2016 is shaping up to be an amazing year for LEGO fans with some fantastic models being pumped out by the boffins in Billund. One such set is 10252 Volkswagen Beetle, which I was very excited about.
When the LEGO Volkswagen Beetle was announced a month ago, the official images were incredibly well received by fans. I ran a quick poll on my announcement post, and 90% out of 600 respondents indicated that they would be picking one up.
The Beetle arrived a couple of days ago, and I’m stoked to be able to bring you a comprehensive review which should hopefully give you a closer look at the set!
The Volkswagen Beetle will retail in Australia for AU$149.99 ($99.99 in the US) and will be publicly released on LEGO.com and in LEGO stores on 1 August 2016. LEGO VIP members can now access the set from LEGO.com (be sure to be logged into your VIP account) or at your local official LEGO store.
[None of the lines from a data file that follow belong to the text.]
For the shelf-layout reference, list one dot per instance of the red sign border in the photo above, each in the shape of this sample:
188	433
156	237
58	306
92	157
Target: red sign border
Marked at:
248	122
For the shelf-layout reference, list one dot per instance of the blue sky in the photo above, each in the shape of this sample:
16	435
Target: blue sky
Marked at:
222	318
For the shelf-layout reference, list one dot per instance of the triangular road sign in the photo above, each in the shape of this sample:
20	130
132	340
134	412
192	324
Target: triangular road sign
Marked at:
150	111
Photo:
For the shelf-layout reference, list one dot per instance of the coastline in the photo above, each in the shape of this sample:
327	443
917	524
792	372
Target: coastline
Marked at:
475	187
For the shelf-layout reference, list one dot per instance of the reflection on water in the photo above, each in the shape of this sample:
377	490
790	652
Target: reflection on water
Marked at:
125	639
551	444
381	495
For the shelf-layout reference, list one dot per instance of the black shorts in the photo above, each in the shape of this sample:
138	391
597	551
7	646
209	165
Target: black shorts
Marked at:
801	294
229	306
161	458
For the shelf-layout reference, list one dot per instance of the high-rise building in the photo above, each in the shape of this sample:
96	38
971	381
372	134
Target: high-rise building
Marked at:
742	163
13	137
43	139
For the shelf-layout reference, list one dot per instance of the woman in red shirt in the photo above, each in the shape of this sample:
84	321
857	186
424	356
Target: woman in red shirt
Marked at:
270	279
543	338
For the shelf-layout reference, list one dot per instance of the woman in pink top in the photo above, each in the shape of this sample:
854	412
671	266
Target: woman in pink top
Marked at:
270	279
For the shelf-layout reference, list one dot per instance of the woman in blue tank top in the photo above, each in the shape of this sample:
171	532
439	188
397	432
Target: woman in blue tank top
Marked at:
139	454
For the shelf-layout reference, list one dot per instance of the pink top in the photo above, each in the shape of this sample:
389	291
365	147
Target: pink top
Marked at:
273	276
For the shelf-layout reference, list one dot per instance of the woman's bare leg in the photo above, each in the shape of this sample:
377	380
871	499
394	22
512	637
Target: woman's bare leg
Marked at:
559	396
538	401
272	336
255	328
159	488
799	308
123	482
Special thanks to LEGO for sending an early review copy for the purpose of this review!
The LEGO Volkswagen Beetle is the fourth entry in the collection of Creator Expert cars modelled after some of the most culturally significant vehicles in automotive history. The Creator Expert sub-theme properly kicked off with the Volkswagen T1 Camper Van way back in 2011 (the set is still in production), and was followed by the Mini Cooper in 2014, and Ferrari F40 in 2015.
The T1 Camper Van is one of my favourite LEGO models of all time, and I was pretty stoked that LEGO was going to take on yet another iconic Volkswagen. This isn’t LEGO first attempt at a Volkswagen Beetle, with the older 10187 Beetle kinda, sorta laying the foundation for these large scale LEGO vehicle models.
The set is considered large, but at 1167 pieces, it’s nowhere near as massive as UCS sets. The build is relatively simple, but challenging and varied enough that you won’t be bored.
Here’s a look at the contents of the box – there are three main sections, broken up into 8 polybags.
This is the sticker sheet included. Don’t be intimidated by the amount of stickers as LEGO have graciously included plenty of spares. There’s also a selection of car plates to choose from so you can customise your Volkswagen Beetle with either Californian, Queensland (Australia), English (MAT 278B) or German (WOB) plates.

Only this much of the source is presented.